The launch of x86 64-bit technology will bring volume and economies of scale to the server market where customers need to bring additional application workload performance to existing 32-bit environments.
Over time, this trend will nullify the higher cost of running 64-bit applications on Intel's two- to four-processor Itanium architecture and will protect customers' investments in existing 32-bit applications by allowing them to run them on new 64-bit machines.
AMD has aggressively courted HP, the only supplier with a full range of two 64-processor Itanium-based servers, and HP already ships Proliant-branded AMD Opteron-based servers up to four ways.
Dell and IBM have made only limited commitments to Itanium in their entry level. They will only produce one- to four-processor servers in 2005 and Forrester expects they will also release Opteron and Intel Xeon with EM64T-based multicore servers in both four-way and eight-way processor configurations in 2005.
Strategy for 64-bit adoption
Data-intensive application workloads, such as computer-aided engineering, business analytics and databases will drive 64-bit adoption. Applications will generally fall into one of four application workload scenarios.
Intel Xeon-based 32-bit x86 servers remain the most cost effective technology for running lower-priced 32-bit infrastructure software such as web servers and file and print servers.
The vast majority of client-side applications, such as office productivity suites, do not need the performance boost offered through extended memory. Therefore, most general business PC users will stick with 32-bit applications without worrying about the architecture of the processor.
However, with both Intel and AMD focusing all their PC processor research and development efforts on 64-bit, it is reasonable to assume that most PC buyers in 2006 will be buying 64-bit machines, regardless of whether or not their OS and apps are 64-bit.
Today, infrastructure applications such as Dynamic Host Configuration Protocol servers and domain controllers largely operate satisfactorily as 32-bit.
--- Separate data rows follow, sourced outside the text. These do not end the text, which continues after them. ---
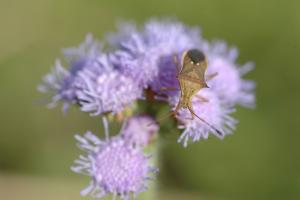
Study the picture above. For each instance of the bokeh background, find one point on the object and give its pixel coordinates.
(260, 161)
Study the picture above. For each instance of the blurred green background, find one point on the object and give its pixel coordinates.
(260, 161)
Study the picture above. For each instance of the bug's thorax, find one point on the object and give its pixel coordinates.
(192, 76)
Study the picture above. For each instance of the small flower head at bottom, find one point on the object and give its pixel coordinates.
(208, 107)
(115, 167)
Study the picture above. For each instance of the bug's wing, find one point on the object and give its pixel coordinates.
(187, 67)
(194, 71)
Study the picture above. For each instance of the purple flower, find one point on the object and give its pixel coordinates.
(142, 55)
(228, 84)
(60, 83)
(115, 167)
(104, 89)
(206, 105)
(139, 130)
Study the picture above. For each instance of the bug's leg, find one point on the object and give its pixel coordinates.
(202, 99)
(211, 76)
(175, 59)
(205, 122)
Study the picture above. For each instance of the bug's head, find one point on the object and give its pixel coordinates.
(196, 56)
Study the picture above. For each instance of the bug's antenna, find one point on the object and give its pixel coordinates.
(205, 122)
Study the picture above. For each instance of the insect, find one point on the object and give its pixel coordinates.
(191, 77)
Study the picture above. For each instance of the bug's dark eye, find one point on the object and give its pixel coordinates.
(195, 55)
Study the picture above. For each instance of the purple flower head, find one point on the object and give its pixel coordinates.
(228, 84)
(206, 105)
(104, 89)
(60, 83)
(139, 130)
(143, 55)
(115, 167)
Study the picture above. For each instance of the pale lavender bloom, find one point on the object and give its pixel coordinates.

However, the applications will scale and perform better with a 64-bit OS and processor combinations under the hood.
Unix users will continue to run high-performance technical computing applications on 64-bit Unix/Risc systems, such as Sun Microsystems' Sparc and IBM's Power5-based systems, as well as on Intel Itanium 2.
These applications have complex transactional and data analytics, large data sets and heavy processing loads and require a full complement of many 64-bit optimised feature sets (eg 64-bit hardware, OS, drivers, compilers and software development tools).
Although the introduction of the Linux 2.6 kernel closes the gap between feature and functionality between Unix and Linux, customers will still lean toward Unix on Risc alternatives, most notably on Power5 and Itanium 2, for high-end, heavy-lifting applications that require maximum symmetric multi-processing-based performance scalability thresholds.